Un Prévostois veut démystifier le monde des abeilles

Mathieu Ste-Marie mathieu.ste-marie@tc.tc
Publié le 16 novembre 2016

Simon Dutil-Paquette donne des conférences à l'occasion sur le mystérieux monde des abeilles.

©Photo: TC Media-Élaine Nicol

ENTREPRISE. Peu de temps après son arrivée à Prévost il y a quatre ans, Simon Dutil-Paquette a eu la piqûre du monde des abeilles. Aujourd'hui, celui qui a fondé l'entreprise Miel de la Garde avec sa conjointe Édith Martel en janvier 2014 veut faire découvrir cet insecte à la population.

«Le comportement animal de l'abeille comme superorganisme est assez mystérieux encore. On n'en connaît pas beaucoup sur cet insecte», affirme M.Dutil-Paquette.

Le père de deux jeunes enfants ne connaissait pas le monde apicole lorsqu'il a quitté Montréal pour les Laurentides. Il a commencé à s'y intéresser et a découvert un univers assez fascinant. «Le comportement de l'abeille est selon moi un apprentissage qui va durer toute une vie».

Le trentenaire désire maintenant transmettre ses connaissances à ses concitoyens, notamment aux jeunes. L'an prochain, il souhaite donner des conférences dans les écoles de Prévost.

«On aimerait installer des ruches dans des écoles. Nous ne voulons pas seulement vendre des produits, nous voulons que les jeunes soient sensibilisés aux abeilles. C'est une belle sentinelle écologique. Cet insecte est une belle porte d'entrée pour discuter de l'avenir de la planète», croit-il.

Pour l'instant, sa conjointe, qui enseigne au Cégep de Saint-Jérôme, et lui forment les gens à qui il vend des essaims d’abeilles et donnent des conférences dans différents organismes.
«Tout le monde est sensible à l'abeille. Les gens la trouvent mystérieuse. Elle pique, elle fait du miel. Nous avons une relation amour-haine avec elle». 

Certification bio
En plus d'offrir le volet formation, son entreprise se distincte par la traçabilité, souligne-t-il. C’est-à-dire que les clients peuvent savoir, grâce à une fiche, ce qui se trouve dans le miel ou dans différents produits.

«Ça fait partie de l'expérience client. On veut offrir une qualité irréprochable».
La traçabilité permet, en quelque sorte, d'éduquer les gens sur cet univers. «Le niveau de compréhension des gens sur ce qu'est le miel n'est pas élevé», observe-t-il.    

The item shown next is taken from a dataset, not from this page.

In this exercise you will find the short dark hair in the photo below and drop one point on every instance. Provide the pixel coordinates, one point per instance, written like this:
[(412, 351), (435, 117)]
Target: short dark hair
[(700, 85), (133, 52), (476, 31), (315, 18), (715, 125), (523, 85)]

Au début de l'année 2017, son entreprise recevra la certification biologique. Le détenteur d'une maîtrise en sciences de l'environnement croit qu'en ayant cette certification, il renforcera le message que ses produits sont respectueux de l'environnement.

Le couple qui a débuté dans le monde apicole en achetant trois ruches à un voisin il y a trois ans en compte maintenant une centaine, majoritairement situé sur le territoire des Laurentides. Les deux tonnes de miel récoltées cette année ont servi à produire du savon, de la cire, du baume à lèvre, des bonbons, de la propolis ( un antioxydant utilisé pour les maux de gorge et les infections) et bien sûr plusieurs pots de miel.

«L'an prochain, on vise à avoir entre 100 et 200 ruches. On veut poursuivre une production qui est relativement modeste», termine-t-il. 
 
Marché de Noël
Au cours des derniers mois, les deux entrepreneurs ont participé à différents événements afin de faire découvrir leurs produits et partager leurs connaissances sur le monde apicole. Durant le temps des fêtes, ils seront présents dans les marchés de Noël, dont à Prévost le 26 et 27 novembre, à Saint-Jérôme le 4 décembre et à Val-David le 10 décembre. 

 

Plusieurs produits dérivés du miel sont offerts par la jeune entreprise de Prévost.